El punto central de estas reuniones, eran los
recuerdos de nuestro pueblo, los de menos edad,
escuchaban con mucha atención, las vivencias de los
mayores, y viceversa, las dos palabras más
repetidas eran: “se acuerdan, o te acuerdas”, de
esto o de aquello; los recuerdos afloraban por arte
de magia, en la mente de todos, y cada uno aportaba,
con el que más grabado estuviera en su memoria;
recordábamos
por ejemplo: las retretas en el parque, con
la banda municipal, los serenos que los enamorados
llevaban a las muchachas, las fiestas de San
Pedro, de los años cincuenta y parte de los
sesenta, con los grandes toreros aficionados, que
nos hacían gozar a cabalidad de la fiesta brava,
eran valientes y decididos, que se daban por entero
a su arte, entre los que se han quedado grabados en
la memoria son: Alejandro
y Aquiles Ortiz, Carlos Manrique, Carlin
Fajardo, Chuchuta, y muy poco después, Guarro
Vallejo y Carlos Fiallo, que son los que más nos
impactaron, a los que vivimos en el Alausí de
aquella época.
Aunque,
para algunos de estos primeros inmigrantes alauseños,
los años escolares estaban bastante lejanos, entre
todos, recordábamos los paseos a Sinancumbe, a la
Primavera, a la planta de luz, y los más cortos que
eran a Chiripungo; recordábamos, que para ellos,
nos preparaban canastos con frutas y emparedados de
queso y mortadela, los que a veces, se empezaban a
consumir desde la noche anterior, ya que, por el
nerviosismo y la expectativa no podíamos conciliar
el sueño.

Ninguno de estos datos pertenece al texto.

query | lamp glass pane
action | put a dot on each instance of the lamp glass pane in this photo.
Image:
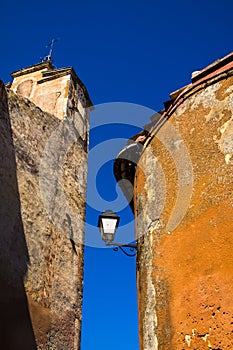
(109, 225)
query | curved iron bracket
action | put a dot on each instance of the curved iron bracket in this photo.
(132, 248)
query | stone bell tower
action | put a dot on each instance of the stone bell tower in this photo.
(47, 110)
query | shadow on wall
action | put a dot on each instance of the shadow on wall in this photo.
(15, 324)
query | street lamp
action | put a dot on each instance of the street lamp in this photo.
(108, 223)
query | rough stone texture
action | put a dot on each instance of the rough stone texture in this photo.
(15, 324)
(50, 205)
(184, 208)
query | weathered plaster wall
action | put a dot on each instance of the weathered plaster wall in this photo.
(184, 211)
(53, 216)
(15, 324)
(54, 91)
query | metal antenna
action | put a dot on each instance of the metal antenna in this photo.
(49, 58)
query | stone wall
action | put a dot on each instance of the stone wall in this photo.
(183, 212)
(46, 193)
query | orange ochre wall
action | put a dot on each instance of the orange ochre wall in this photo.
(184, 221)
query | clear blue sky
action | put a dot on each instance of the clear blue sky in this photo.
(124, 51)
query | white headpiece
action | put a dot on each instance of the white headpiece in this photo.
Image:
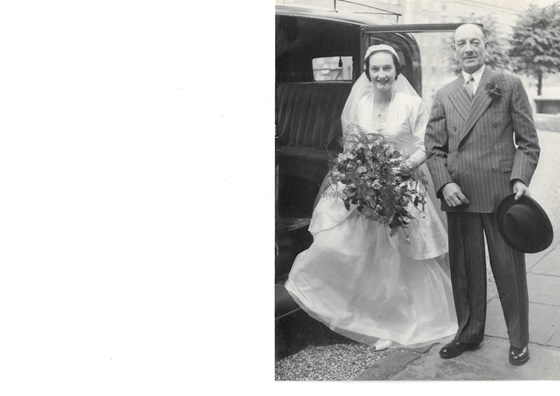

Al llegar al quinto y sexto grado, ya los
paseos eran más largos, como a las Minas de Azufre,
a Huigra, a la Moya, a la Nariz del Diablo etc.; los
hombres, también recordaban los castigos que les
había propinado el Sr. Narváez, si habían ido a
la “Trece de Noviembre”, o al “Pensionado
Alausí”, y los del Sr. Arellano, si habían ido a
la “Manuel Maria Sánchez”; las mujeres, casi
nunca reconocíamos haber recibido alguna clase de
castigo, sea que hubiésemos estado, en uno de los
dos colegios religiosos, o en la “Inés Jiménez”.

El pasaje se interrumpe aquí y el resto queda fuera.